I think that what I answered that day is pretty accurate.  The part I want to talk about today is, “I don’t really feel like a grown up most of the time, even though I have three kids who are growing up.”  If I don’t feel like a grown up at forty-six years of age, when will I?

Have you heard the song “I Won’t Grow Up” from Peter Pan?

PETER PAN:
Are you ready for today’s lesson?

ALL:
Yes, Peter!

PETER PAN:
Listen to your teacher.
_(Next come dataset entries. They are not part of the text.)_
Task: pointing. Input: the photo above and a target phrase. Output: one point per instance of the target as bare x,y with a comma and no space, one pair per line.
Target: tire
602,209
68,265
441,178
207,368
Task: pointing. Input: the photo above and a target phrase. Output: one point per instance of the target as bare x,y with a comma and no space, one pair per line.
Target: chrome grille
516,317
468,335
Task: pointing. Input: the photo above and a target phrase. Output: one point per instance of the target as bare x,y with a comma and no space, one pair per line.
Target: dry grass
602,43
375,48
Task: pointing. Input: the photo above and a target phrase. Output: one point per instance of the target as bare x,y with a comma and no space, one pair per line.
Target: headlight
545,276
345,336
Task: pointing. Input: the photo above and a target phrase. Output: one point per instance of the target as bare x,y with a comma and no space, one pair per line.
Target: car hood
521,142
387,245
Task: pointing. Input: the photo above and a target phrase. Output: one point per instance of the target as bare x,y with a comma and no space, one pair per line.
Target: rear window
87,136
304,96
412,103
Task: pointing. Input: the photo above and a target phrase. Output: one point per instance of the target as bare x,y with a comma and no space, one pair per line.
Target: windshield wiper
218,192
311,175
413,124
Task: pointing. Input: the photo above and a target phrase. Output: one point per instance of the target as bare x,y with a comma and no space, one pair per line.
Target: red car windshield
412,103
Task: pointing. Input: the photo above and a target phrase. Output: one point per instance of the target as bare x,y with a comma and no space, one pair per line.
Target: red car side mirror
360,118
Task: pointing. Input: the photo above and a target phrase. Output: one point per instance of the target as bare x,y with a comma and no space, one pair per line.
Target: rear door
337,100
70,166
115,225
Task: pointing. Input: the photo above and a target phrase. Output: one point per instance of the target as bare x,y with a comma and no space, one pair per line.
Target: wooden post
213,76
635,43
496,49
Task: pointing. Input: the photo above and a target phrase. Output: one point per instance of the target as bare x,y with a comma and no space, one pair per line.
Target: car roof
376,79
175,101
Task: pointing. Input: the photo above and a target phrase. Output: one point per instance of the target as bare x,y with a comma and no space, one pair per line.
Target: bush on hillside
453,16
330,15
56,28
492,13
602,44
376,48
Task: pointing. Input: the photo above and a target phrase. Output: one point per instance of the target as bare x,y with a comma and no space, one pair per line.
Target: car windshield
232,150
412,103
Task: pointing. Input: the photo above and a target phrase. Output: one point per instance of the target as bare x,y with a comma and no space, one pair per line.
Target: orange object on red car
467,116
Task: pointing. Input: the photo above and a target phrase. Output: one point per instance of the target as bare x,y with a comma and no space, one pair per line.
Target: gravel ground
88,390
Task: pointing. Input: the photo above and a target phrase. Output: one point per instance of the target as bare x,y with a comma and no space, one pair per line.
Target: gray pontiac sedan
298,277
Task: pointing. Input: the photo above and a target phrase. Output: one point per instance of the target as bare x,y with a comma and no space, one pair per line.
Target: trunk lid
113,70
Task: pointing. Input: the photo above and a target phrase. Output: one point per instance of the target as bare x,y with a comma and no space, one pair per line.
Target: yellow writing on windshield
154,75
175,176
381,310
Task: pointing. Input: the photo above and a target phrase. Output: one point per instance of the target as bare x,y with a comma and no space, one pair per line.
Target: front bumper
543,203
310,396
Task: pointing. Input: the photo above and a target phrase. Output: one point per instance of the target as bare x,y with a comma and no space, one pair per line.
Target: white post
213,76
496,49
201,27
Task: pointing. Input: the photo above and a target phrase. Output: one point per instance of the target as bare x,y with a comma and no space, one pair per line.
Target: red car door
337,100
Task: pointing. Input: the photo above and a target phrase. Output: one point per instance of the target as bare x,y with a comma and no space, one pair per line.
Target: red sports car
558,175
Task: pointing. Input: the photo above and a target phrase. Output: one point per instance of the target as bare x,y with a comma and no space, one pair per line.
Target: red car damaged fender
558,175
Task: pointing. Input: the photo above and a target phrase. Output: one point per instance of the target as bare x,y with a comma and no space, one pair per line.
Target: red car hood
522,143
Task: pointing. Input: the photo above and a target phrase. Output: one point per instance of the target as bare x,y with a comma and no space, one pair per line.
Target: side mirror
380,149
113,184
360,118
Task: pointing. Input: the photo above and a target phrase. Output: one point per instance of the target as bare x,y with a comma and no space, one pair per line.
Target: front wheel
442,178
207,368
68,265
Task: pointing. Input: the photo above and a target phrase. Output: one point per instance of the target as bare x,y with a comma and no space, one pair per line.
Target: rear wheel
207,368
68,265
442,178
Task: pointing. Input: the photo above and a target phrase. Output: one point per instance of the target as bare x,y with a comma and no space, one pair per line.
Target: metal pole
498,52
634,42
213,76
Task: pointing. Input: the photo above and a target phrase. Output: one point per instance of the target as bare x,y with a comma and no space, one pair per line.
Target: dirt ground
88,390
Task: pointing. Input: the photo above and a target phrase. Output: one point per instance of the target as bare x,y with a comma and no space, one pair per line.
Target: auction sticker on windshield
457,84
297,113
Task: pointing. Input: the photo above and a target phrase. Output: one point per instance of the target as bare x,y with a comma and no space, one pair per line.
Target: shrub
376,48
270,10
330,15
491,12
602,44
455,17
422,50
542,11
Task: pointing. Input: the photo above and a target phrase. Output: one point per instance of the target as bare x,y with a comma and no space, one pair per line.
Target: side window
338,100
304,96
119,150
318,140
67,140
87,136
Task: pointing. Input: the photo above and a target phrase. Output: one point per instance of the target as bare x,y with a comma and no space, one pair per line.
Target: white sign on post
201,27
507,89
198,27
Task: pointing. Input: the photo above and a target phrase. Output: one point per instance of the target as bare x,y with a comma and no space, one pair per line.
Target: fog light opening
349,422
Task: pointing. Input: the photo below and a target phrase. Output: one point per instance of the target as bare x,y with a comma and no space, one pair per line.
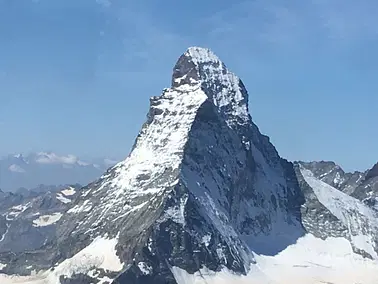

Repeat after me:
I won’t grow up,
(I won’t grow up)
I don’t want to go to school.
(I don’t want to go to school)
Just to learn to be a parrot,
(Just to learn to be a parrot)
And recite a silly rule.
(And recite a silly rule)
If growing up means
It would be beneath my dignity to climb a tree,
I’ll never grow up, never grow up, never grow up
Not me!
Not I,
Not me!
Not me!
I won’t grow up,
(I won’t grow up)
I don’t want to wear a tie.
(I don’t want to wear a tie)
And a serious expression
(And a serious expression)
In the middle of July.
(In the middle of July)
And if it means I must prepare
To shoulder burdens with a worried air,

I’ll never grow up, never grow up, never grow up
Not me,
Not I,
Not me!
So there!
Never gonna be a man,
I won’t!
Like to see somebody try
And make me.
Anyone who wants to try
And make me turn into a man,
Catch me if you can.
I won’t grow up.
Not a penny will I pinch.
I will never grow a mustache,
Or a fraction of an inch.
‘Cause growing up is awfuller
Than all the awful things that ever were.
I’ll never grow up, never grow up, never grow up,
No sir,
Not I,
Not me,
So there!

etc.

 

Let’s look at that a bit.  “If growing up means it would be beneath my dignity to climb a tree,” I can not remember the last time I climbed a tree but I do remember spending hours reading in the maple tree in our front yard.  Thinking about it now I can feel the gentle swaying of the branches in the breeze.  Why don’t I climb trees anymore?  I don’t think it has anything to do with dignity but possibly opportunity and the fact that I’m not at all sure my body is up to it anymore.  I have found the gentle swaying of my hammock both more accessible and equally satisfying. 

 

As for penny pinching, moustache growing and gaining height, I did reach my full height, I hope I never grow a moustache that leaves penny pinching.  It is interesting that Peter associates penny pinching with being grown up.  I wonder if he means the constant challenge of making the money we make stretch to accommodate the needs and perceived needs of our families.  This is certainly one of the big stressors in adult life and in relationships as well. 

 

Where Peter’s logic comes crashing down is when he sings, “Cause growing up is awfuller than all the awful things that ever were.”  This is the image that we tend to give kids, sometimes directly and sometimes inadvertantly.  I know some kids who have already gone through more awful things in their first eighteen years than lots of adults.  Children who are abused, abandones, bullied etc. often fall into despair from our message of, “you think you have it bad now, just wait until you are an adult.”  It is little wonder that the teen suicide rates are what they are!

 

I guess by Peter’s standards I am grown up.  I shoulder the burdens of responsibility and while I make every attempt to do it with good humour and placing my faith in God, I’m sure I often wear the worried air to which he refers.  But being a grown up is really awesome!  The freedom and opportunities open to us as adults are amazing and I would not for a second want a young person to feel they need to avoid being grown up.  At the same time, though, I still spend hours wondering what I will be when I grow up.  My career as a teacher is nearing its natural end and I think a lot about what I will do then.  In the meantime I plan to not take myself too seriously, and if a nice low branch offers itself I just may climb up a tree with my Kobo and settle in to read a bit!